With this SFRT regimen, our local tumor control and survival rates were overall similar to those seen with GRID SFRT (6, 10). Thus, our clinical outcome results lend further validation to the findings of prior studies in other cancers, i.e., that SFRT doses in the BED range of 37.5–60.0 Gy10 to very small volumes within bulky tumors, followed by conventional radiation, result in high response and local tumor control rates.

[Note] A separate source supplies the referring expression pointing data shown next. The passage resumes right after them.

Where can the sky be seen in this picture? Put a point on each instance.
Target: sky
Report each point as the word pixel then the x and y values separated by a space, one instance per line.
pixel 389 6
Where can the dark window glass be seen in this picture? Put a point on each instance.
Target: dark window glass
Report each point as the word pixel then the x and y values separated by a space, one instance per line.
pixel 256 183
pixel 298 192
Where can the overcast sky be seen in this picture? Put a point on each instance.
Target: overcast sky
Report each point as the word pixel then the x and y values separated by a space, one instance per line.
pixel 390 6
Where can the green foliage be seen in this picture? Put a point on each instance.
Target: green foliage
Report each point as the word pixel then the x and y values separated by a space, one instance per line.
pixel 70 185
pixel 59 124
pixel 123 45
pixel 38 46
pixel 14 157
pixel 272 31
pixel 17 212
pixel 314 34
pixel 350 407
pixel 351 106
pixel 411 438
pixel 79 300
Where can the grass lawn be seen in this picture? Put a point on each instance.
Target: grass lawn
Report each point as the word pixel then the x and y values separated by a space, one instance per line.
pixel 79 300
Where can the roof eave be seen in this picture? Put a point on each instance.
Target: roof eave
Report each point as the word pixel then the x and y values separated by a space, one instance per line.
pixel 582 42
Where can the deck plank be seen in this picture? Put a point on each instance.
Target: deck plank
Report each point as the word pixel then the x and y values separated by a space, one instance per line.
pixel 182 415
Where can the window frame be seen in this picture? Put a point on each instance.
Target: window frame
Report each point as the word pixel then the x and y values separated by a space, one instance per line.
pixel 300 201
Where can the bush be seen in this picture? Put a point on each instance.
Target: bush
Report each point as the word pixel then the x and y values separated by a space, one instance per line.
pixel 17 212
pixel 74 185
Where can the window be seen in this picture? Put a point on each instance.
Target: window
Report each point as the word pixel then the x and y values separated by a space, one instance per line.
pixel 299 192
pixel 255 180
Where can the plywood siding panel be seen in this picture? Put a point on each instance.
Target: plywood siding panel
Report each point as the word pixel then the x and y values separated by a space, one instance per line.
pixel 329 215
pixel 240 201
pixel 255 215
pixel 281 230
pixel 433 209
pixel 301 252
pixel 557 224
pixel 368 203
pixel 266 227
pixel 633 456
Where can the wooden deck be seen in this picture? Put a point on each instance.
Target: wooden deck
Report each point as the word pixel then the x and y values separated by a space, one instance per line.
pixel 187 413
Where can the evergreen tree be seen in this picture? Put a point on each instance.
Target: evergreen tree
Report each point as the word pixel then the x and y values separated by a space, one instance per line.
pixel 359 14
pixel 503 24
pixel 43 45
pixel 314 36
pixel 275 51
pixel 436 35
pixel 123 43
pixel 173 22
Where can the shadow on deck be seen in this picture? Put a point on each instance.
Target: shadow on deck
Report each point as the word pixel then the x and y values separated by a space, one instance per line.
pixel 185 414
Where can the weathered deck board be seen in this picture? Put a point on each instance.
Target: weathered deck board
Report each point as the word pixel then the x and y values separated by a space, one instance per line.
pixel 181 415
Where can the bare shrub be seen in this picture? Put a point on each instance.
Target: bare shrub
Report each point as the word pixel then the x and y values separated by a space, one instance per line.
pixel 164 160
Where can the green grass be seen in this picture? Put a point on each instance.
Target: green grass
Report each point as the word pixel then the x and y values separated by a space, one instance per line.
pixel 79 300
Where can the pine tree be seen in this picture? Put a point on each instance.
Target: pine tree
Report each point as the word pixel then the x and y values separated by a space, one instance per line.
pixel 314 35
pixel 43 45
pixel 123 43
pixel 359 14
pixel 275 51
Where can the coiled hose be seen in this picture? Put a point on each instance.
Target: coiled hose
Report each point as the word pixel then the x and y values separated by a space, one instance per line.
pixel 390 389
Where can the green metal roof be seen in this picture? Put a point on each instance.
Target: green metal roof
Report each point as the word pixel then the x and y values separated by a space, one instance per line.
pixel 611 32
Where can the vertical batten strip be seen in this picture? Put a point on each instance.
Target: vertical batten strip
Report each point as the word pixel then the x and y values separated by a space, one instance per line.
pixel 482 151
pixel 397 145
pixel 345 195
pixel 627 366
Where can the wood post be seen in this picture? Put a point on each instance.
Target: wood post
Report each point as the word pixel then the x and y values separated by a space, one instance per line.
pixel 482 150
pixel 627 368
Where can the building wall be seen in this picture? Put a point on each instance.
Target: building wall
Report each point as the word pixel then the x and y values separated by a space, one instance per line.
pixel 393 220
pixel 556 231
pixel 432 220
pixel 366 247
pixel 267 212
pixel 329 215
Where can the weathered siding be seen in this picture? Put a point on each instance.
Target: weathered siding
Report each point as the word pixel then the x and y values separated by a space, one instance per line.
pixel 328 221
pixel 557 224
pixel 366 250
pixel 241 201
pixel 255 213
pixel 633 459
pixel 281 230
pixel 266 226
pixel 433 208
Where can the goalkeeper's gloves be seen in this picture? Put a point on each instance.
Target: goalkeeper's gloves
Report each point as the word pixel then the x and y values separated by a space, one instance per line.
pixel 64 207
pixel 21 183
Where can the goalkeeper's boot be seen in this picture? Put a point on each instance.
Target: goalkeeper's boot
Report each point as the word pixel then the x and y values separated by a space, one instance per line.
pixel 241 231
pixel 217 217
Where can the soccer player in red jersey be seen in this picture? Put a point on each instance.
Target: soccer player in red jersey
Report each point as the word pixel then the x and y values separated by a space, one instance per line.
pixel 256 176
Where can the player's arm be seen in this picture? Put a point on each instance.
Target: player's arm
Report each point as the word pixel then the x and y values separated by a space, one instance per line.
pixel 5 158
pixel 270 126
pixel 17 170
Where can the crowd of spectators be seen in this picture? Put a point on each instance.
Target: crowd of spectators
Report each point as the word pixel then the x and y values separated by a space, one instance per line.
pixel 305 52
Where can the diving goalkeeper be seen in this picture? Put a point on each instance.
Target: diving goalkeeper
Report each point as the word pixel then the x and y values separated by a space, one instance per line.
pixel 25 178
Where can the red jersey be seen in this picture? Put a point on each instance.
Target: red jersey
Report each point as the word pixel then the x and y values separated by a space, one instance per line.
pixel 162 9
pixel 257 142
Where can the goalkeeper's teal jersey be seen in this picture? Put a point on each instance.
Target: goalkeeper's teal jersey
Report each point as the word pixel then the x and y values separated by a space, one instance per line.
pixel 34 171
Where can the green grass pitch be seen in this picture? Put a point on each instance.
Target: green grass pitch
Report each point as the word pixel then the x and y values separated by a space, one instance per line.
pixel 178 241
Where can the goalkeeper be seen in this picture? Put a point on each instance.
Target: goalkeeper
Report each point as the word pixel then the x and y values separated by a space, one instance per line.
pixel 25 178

The biological effects of SFRT have yet to be fully understood. It has been proposed by prior experimental (31, 32) and clinical-translational correlation studies (8, 9), that heterogeneous dose distributions and spatially fractionated, highly ablative doses may promote non-target bystander and microvascular effects through the production of immune-mediating cytokines, such as tumor necrosis factor-α, and secretory sphingomyelinase and ceramide, which promote endothelial cell apoptosis. Our observed high response and local control rates in bulky far-advanced cervical cancer lend further clinical support to the concept of SFRT-induced bystander and microvascular apoptotic effects.
Limitations
As in several of the disease-specific SFRT series (6, 10, 12–14, 23), our patient cohort is small and post-treatment follow-up time is still relatively short. Our results require confirmation by independent cohorts of cervical cancer patients with larger patient numbers and longer follow-up. Four of our patients underwent hysterectomy, thereby preventing assessment of long-term local control based on cytotoxic (radiotherapy, chemotherapy) treatment alone in this subgroup. However, in turn, this subgroup provides a unique and important pathological assessment of SFRT effects in the early post-treatment phase, a rare clinical-pathological correlation that remains generally elusive in patients receiving definitive radiation therapy for cervical cancer.
CONCLUSION
This first series of lattice-based SFRT in far-advanced bulky cervical cancer patients shows high clinical and molecular-imaging-based tumor response, and high local tumor control. Treatment toxicity with lattice-based SFRT was minimal despite concurrent chemotherapy. Our results confirm the previously reported favorable responses to SFRT in other malignancies, and support SFRT as a promising option for challenging, bulky far-advanced cervical cancer. These preliminary hypothesis-generating results are encouraging but need to be interpreted with caution and require confirmation with larger patient cohorts, ideally with a multi-institutional prospective randomized clinical trial.
REFERENCES
Notes
[1] 2 Mapping of cumulative doses onto the initial planning CT represent approximations that do not fully account for effects from major tumor volume changes, positional shifts of the uterus and alterations in normal tissue volume and configuration, which commonly occur in cervical cancer during the treatment course. In particular, dose effects from changing bladder configuration due to a small bladder volume (from a lack of bladder control related to tumor invasion, panel F, solid green arrows, bladder contoured in light green colorwash) in the initial treatment phase, versus re-expansion of the bladder (after tumor response, panel G, yellow arrows, bladder in yellow colorwash) at the time of the boost should be interpreted with caution. Co-location of vertex doses with boost volume should also be viewed with caution as vertex doses were given only to the initial tumor volume.